イランの革命防衛隊は金曜日、アラビア湾においてギリシャのタンカー2隻を拿捕した。これは先立って、米国がギリシャ沖に停泊中のタンカーからイラン産原油を押収したことをめぐり、イランがギリシャに「懲罰行動」を取ると警告した直後であった。
「ギリシャのタンカー2隻の乗組員は逮捕されておらず、全員が健康で、国際法に従って保護され船上で必要なサービスを提供されている」と、イラン港湾海事局は国営メディアを通じて声明を出した。
2隻のタンカーは「海上違反」によって停止させられたと同局は述べているが、違反の詳細は明らかにされていない。
ギリシャはイランによる2隻のタンカーの拘束を「海賊行為に等しい」と非難しており、国民にイランへの渡航を控えるよう警告している。
イラン外務省のサイード・ハティブザデ報道官は、乗組員は「安全で健康だ」とツイートしている。
同報道官は、二国間の関係は「常に相互尊重に基づいてきた」とし、それは「第三者の命令による追い剥ぎのような極めて近視眼的な誤算によって妨げられてはならない」と続けた。

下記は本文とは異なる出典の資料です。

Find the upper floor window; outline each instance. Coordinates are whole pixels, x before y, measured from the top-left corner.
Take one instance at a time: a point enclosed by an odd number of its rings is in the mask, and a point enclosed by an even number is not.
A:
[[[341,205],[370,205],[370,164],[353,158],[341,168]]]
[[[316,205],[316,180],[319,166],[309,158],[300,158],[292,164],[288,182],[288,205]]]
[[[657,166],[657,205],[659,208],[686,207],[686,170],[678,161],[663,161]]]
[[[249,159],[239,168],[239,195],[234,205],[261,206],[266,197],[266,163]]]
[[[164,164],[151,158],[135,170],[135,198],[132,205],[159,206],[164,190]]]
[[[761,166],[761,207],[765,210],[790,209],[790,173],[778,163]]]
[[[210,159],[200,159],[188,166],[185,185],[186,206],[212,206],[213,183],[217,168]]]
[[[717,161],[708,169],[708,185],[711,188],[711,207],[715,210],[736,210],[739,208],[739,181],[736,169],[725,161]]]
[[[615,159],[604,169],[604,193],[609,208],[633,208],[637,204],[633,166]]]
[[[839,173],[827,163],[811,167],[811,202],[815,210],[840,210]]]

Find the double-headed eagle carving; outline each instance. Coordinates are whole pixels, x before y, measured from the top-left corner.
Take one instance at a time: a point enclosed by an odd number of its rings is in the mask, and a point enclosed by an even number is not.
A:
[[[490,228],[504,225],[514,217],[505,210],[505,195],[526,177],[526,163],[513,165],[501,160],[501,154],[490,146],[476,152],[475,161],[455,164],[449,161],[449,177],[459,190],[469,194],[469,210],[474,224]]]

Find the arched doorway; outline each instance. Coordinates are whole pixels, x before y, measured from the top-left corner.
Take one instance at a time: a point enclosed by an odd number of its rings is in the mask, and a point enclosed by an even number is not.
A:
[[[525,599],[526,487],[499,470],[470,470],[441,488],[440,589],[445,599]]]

一方、イラン国家安全保障評議会に近しいヌールニュースは、「イランは国益に対するいかなる脅威に対しても受動的なままではいない。イランの意志を試すことは米国とその取り巻きに大きな代償を伴う戦略的錯誤だ」と述べた。
イラン軍部のイデオロギー的支部である革命防衛隊は、「違反により」タンカーを拿捕したとして、それ以上の説明は行っていない。
ギリシャは金曜日、イラン海軍のヘリコプターが国際水域においてギリシャ船籍のタンカー「デルタ・ポセイドン」に着陸し、乗組員を人質に取ったと発表した。同様の行為がイランに近接する別のギリシャ船籍のタンカーでも行われたというが、船舶名は明らかにしていない。ギリシャ政府はいずれの行為も国際法違反だとしている。
ギリシャ外務省は、乗組員には9人のギリシャ人が含まれるとしているが、他の乗組員の人数は明らかにしていない。
ギリシャ船籍タンカーに対するイランの行動は、先月ギリシャがロシア船籍タンカーとそのイランの貨物を押収して以来高まっている外交的衝突の急速な激化の現れだ。
ギリシャ政府は、ギリシャでのタンカー拿捕を、2月のウクライナ侵攻を受けたロシアに対する制裁と関連付けている。
イラン外務省は金曜日、ギリシャに対しタンカーの解放を求め、その貨物の米国への計画輸送は国際法の「明らかな違反」だとした。
米国は、ドナルド・トランプ大統領(当時)がイランと主要国との間の核合意から離脱した後、2018年にイランに対して厳しい制裁を再開した。かつて大きな収益を上げていた石油輸出が主な対象とされた。